Unvalidated LLM output reaching real actions
Model-generated JSON is cast to a TypeScript type instead of parsed with a schema, then its fields are passed straight into an action dispatch. Hallucinated or injected parameter values sail through every "typed action" claim.
Approval gates enforced at the UI, not the dispatch
The confirmation guard wraps the call site while the underlying dispatch function stays exported and callable without it. The invariant looks enforced in a click-through demo and is bypassable from any other caller.
Prompt injection at the data-to-prompt boundary
External, attacker-influenced data is interpolated into prompts verbatim. The model generates the happy path - clean data, good answer - and skips the adversarial path entirely.
Missing tests for the one invariant that mattered
Coverage looks healthy because tests exercise the happy path through the UI. The guarantees that actually matter - "rejection must not write back", "a double-click must be dropped" - go untested.
Fixture / production bleed and non-atomic writes
Demo fixtures and production code share a boundary nobody documented, and the audit-log write is not atomic with the action it records - so a mid-sequence failure leaves a writeback with no log, or a log with no writeback.
What a Critical looks like
The six Criticals are not exotic - they are a few patterns that recur. The examples below are representative and illustrative - renamed and simplified, not tied to any one codebase - but the shape of each is exact.
A live secret committed to version control
A working provider API key sitting in a committed .env. A .gitignore rule was added later, but the key stays in git history - recoverable from every clone long after it looks deleted.
An approval gate that only guards the UI
The human-in-the-loop check is enforced in the component that renders the confirm button. The function that actually performs the action stays exported and callable - with no guard - from anywhere else in the codebase.
function ApprovalDrawer() {
if (!confirmed) return null;
dispatchAction(payload); // guarded only here, at the call site
}
// ...but the same function is exported and reachable unguarded
export function dispatchAction(p) { /* writes to the system of record */ }Illustrative — renamed and simplified, not from any specific codebase.Model output reaching a privileged action unvalidated
LLM-generated JSON is cast straight to a typed object instead of being parsed and validated, then its fields are handed to a state-changing call. A hallucinated or injected value flows through untouched.

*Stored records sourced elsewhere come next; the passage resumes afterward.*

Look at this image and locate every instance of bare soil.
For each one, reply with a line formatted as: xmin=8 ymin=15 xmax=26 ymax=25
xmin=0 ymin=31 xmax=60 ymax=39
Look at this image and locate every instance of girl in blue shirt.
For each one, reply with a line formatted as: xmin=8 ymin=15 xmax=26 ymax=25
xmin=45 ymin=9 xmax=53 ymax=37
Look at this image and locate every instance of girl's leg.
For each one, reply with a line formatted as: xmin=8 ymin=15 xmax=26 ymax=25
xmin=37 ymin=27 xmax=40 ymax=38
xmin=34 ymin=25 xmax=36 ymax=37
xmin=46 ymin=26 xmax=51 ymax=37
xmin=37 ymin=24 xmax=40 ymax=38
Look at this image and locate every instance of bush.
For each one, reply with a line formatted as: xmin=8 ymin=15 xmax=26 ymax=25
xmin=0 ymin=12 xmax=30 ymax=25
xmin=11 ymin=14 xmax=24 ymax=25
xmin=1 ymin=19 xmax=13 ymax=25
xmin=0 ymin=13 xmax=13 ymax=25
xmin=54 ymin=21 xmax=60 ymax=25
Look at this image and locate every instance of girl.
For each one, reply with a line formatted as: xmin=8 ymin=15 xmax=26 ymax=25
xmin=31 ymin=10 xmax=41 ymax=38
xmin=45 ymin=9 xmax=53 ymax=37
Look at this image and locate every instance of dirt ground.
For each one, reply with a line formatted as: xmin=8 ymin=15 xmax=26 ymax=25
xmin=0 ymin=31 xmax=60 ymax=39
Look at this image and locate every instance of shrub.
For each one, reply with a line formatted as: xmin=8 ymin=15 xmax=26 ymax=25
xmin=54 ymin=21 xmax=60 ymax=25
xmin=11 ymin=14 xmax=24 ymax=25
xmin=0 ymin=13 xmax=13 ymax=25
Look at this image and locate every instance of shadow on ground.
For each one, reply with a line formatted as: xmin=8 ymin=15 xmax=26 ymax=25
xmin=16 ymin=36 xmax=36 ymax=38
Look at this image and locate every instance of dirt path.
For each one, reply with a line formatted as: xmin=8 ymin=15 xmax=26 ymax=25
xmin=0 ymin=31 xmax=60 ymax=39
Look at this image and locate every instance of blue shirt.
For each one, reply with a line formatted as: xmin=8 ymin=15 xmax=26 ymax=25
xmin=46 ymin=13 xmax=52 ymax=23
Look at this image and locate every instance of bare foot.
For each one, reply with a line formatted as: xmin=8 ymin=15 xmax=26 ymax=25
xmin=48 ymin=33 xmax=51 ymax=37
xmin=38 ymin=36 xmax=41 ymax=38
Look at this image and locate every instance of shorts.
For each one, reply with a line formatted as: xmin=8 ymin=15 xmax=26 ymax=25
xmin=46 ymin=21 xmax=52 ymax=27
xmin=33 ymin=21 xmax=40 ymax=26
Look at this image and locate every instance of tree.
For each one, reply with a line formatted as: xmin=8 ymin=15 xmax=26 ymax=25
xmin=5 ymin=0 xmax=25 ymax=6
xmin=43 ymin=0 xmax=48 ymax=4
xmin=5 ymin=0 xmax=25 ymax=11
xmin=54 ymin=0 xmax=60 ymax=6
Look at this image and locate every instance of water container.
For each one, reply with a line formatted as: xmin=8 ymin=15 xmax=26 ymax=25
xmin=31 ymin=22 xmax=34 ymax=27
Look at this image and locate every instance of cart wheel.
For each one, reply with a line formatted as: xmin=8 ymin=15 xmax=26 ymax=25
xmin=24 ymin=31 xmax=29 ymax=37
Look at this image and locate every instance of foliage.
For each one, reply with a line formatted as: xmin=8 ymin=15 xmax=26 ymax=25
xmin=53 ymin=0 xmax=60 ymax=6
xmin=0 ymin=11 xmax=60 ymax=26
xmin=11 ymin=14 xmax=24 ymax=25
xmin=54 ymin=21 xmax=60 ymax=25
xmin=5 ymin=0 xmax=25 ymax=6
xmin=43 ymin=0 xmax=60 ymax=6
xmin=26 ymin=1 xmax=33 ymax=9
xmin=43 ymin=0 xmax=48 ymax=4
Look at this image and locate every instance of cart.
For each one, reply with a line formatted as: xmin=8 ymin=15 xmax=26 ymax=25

// model output trusted as a typed object — no schema check
const action = JSON.parse(llmResponse) as ActionRequest;
applyAction(action.target, action.args); // runs whatever the model producedIllustrative — renamed and simplified, not from any specific codebase.Which dimensions light up
The findings spread across twelve audit dimensions, but the weight is consistent: Core review, Documentation, QA & coverage, Security, and AI-codegen surface the most on nearly every run. The lighter dimensions - data migration, runtime verification, frontend - often come back empty, and YCAudit says so explicitly instead of going silent, which is its own kind of signal.
What the numbers say
AI writes the happy path well and skips the adversarial one almost completely. It fills secrets inline and defers the cleanup that never comes. It builds the guardrail at the call site and leaves the underlying function exposed. None of these are visible in a demo - they are visible in an audit. That gap, between "it works" and "it holds", is the whole reason to run a slow second pass before AI-generated code reaches anything real.